Sota barreled forward, the parrot barely flapping out of the way.

In two strides, he collided with Kaito like a human battering ram, knocking them both into the mud.

“You’re BACK!” Sota sobbed, clinging to him like a drowning man grabbing a pool noodle.

(And for the first time in hours, his grammar was perfect again.)

Kaito blinked. Once. Twice.

Then, croaked:

“Sota. Buddy. Air. Please.”

Sota just cried harder.

Meanwhile, Hana jogged up, arms crossed, smirking.

“Nice entrance, Space Boy.”

Kaito wheezed. “You—shut up—help—oxygen—”

She only laughed harder, crouching beside them.
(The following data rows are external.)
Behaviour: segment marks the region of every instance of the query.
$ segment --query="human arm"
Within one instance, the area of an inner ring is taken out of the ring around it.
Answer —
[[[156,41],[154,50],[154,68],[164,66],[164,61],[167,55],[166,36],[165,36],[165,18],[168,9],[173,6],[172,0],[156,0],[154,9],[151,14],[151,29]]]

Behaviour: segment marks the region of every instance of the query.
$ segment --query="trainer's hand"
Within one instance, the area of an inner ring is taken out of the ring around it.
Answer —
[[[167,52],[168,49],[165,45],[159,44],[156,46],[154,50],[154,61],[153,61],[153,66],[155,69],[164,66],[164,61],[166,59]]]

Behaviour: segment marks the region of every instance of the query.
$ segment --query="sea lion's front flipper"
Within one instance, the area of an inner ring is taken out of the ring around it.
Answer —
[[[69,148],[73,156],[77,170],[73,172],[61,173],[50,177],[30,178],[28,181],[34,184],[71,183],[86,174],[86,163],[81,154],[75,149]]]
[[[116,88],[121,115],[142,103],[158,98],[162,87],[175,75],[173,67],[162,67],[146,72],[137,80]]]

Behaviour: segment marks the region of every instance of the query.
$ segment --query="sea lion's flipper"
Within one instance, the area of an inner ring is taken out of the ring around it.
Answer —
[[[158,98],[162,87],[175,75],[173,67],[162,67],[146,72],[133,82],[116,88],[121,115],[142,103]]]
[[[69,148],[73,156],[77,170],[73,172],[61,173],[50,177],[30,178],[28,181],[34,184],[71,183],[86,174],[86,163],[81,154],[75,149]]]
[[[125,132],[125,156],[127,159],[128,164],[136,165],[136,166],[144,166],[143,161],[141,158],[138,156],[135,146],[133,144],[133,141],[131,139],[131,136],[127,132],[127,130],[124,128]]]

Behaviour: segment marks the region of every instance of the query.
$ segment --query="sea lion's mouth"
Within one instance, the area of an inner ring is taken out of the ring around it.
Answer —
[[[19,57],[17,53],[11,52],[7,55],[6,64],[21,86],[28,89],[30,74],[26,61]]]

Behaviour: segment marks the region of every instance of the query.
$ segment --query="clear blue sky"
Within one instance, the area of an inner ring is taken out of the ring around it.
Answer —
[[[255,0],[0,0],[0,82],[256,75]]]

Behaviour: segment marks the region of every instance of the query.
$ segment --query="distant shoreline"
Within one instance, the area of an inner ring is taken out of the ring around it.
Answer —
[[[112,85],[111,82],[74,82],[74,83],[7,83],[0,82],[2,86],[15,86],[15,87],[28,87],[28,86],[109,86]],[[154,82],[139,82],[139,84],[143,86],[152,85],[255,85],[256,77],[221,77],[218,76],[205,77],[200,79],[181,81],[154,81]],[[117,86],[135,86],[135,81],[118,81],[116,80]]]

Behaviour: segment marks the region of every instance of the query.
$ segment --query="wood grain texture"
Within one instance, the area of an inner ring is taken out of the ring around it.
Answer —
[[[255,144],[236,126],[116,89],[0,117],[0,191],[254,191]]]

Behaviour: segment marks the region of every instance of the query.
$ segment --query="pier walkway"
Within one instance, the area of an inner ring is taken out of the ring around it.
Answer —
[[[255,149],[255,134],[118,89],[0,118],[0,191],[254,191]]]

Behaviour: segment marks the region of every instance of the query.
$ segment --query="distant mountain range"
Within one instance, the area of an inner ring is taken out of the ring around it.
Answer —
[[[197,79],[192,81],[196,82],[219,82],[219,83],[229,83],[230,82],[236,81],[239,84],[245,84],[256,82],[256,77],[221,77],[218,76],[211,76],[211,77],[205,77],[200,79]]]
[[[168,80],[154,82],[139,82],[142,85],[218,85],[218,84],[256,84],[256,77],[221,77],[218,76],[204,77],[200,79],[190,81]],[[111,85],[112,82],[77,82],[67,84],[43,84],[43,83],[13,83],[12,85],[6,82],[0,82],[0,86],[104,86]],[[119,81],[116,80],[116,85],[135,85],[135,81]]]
“You smell like burnt marshmallow and despair.”

The parrot landed on the capsule with a thump, wings slightly scorched.

“And you look like an unpaid crash test dummy.”

Even I—hiding behind a battered lemonade stand with my useless, soggy notebook—felt something catch in my throat.

(Just allergies. Definitely allergies. Maybe from the rocket fumes. Or the broken dreams in the air. Definitely not emotions.)

The mud squelched as Sota finally loosened his death grip.

Kaito flopped back like a guy who just finished fighting every law of physics and most of thermodynamics.

“I hate everything,” he muttered into the ground.

Hana patted him lightly on the head, like a proud, exasperated parent.

“Welcome home, genius.”

For one stupid, reckless, wonderful second—they were all there.

Together.

Alive.

Mud-streaked. Burnt. Bruised.

But together.

And for the first time in a long time, the world didn’t seem quite so broken.